Aujourd'hui est le 28 Octobre nous fêtons Saint-Simon, ma fête. Et aujourd'hui, Octobre 28, 2008, est aussi un anniversaire spécial pour moi: ça fait quatre ans depuis mes débuts avec le diabète.
En 2004, mes tests sanguins ont été clairs: le taux de glycémie était très élevé, j'ai eu diabète de type 1. D'abord le sentiment qui a inondé mon esprit en ces jours: les préoccupations, la surprise, l'incrédulité, incompréhension, colère, peur, confusion. Puis les choses urgentes à faire dans les fichiers Office, le ruban les cartes, certificats, des recettes pour les pharmacies, et en particulier les médecins et les cliniques. Et en particulier l'angoisse et la tristesse du premier jour passé dans le sous-sol sombre du centre de diabète de l'hôpital pour les adultes: 28 Octobre 2004 a été, en fait.
Je venais d'avoir 17 ans, passé à ce moment-là aucun problème de santé particulier.

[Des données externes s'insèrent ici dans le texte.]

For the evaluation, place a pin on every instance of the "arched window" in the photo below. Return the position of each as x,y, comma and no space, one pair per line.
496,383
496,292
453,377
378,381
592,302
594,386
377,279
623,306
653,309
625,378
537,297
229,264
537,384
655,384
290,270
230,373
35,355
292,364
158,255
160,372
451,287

Le diabète est arrivé comme un roc, une sorte de révolution copernicienne qui a bouleversé toutes mes habitudes d'une vie, me laissant perplexe et découragé, avec nostalgie de ce que j'avais fait la veille, la peur de l'avenir, et l'illusion un prompt rétablissement. Ce n'était pas facile à accepter. Les tests de glycémie, les injections d'insuline, des tests sanguins fréquents, tout était plus difficile pour moi, j'ai eu le cauchemar des aiguilles. Sans parler de ma famille, elle a aussi touché par cela et très impliqué dans l'inquiétude.
Mais quelque chose était en train de changer, dès les premières semaines. J'ai commencé à lire, à se former à ce sujet, pour lutter contre les aspects négatifs de la «maladie», et de penser à une approche différente: j'ai commencé à rêver. Je n'allais pas à subir ce qui se passait à moi avec tristesse, j'étais là, j'ai dû réagir. Le sport et le cyclisme, mes passions, ma curiosité et mon entêtement, une famille qui s'occupe, attentif et proche, je crois sincèrement en Dieu: tout cela m'a aidé à trouver le chemin et la force d'accepter et de vivre paisiblement cette nouvelle condition, en essayant de saisir le positif dans tout, sans se contenter de rester à flot, mais vouloir aller plus loin, face à une décision de vie.
Aujourd'hui, à 21 ans, je ne peux pas imaginer une vie sans diabète: tout est devenu quotidienne normale. Le diabète n'est pas quelque chose d'étranger: il est une partie de moi, je vis exactement comme le besoin de manger, boire, respirer, essayer de faire de mon mieux. Je ne ressens plus aucune colère ou de nostalgie, que l'espoir d'un avenir meilleur, sans l'obsession de la cure. Ma vie a bien changé, mais je pense que les difficultés sont toujours présentes. La chose importante est de se sentir bien, en essayant de bien vivre les nouvelles opportunités qui se présentent à nous. Le diabète peut nous rendre encore plus fort. Pour cela je remercie tous ceux qui étaient proches de moi et encore moi vous aider.
Quatre ans ne sont pas nombreux, si confrontanti avec beaucoup de gens proches de moi qui ont passé beaucoup plus de temps avec courage le long avec le diabète. Mais chaque histoire est différente, et dans ces années, j'ai fait beaucoup pour le diabète, avec engagement et détermination, et j'espère que ce sont de bonnes choses. J'ai accumulé tant d'expériences positives à partager et communiquer aux autres.
Selon de nombreux Je pense que le Saint qui porte le même nom que moi m'a apporté la chance, et maintenant il n'y a rien à célébrer. Au début je pensais faire. Mais maintenant, j'ai une nouvelle vision des choses, je n'ai donc pas d'accord: j'ai eu un début sans aucune complication, même sans la nécessité pour l'admission parce que le diagnostic a été assez précoce. Aussi aujourd'hui je me sens réalisé dans des choses que je fais, et je continue à chasser les rêves comme avant. Tout compte fait, ce jour-Octobre il ya quatre ans, San Simon m'a protégé, et je dois être reconnaissant pour ce jour-là j'ai été sauvé.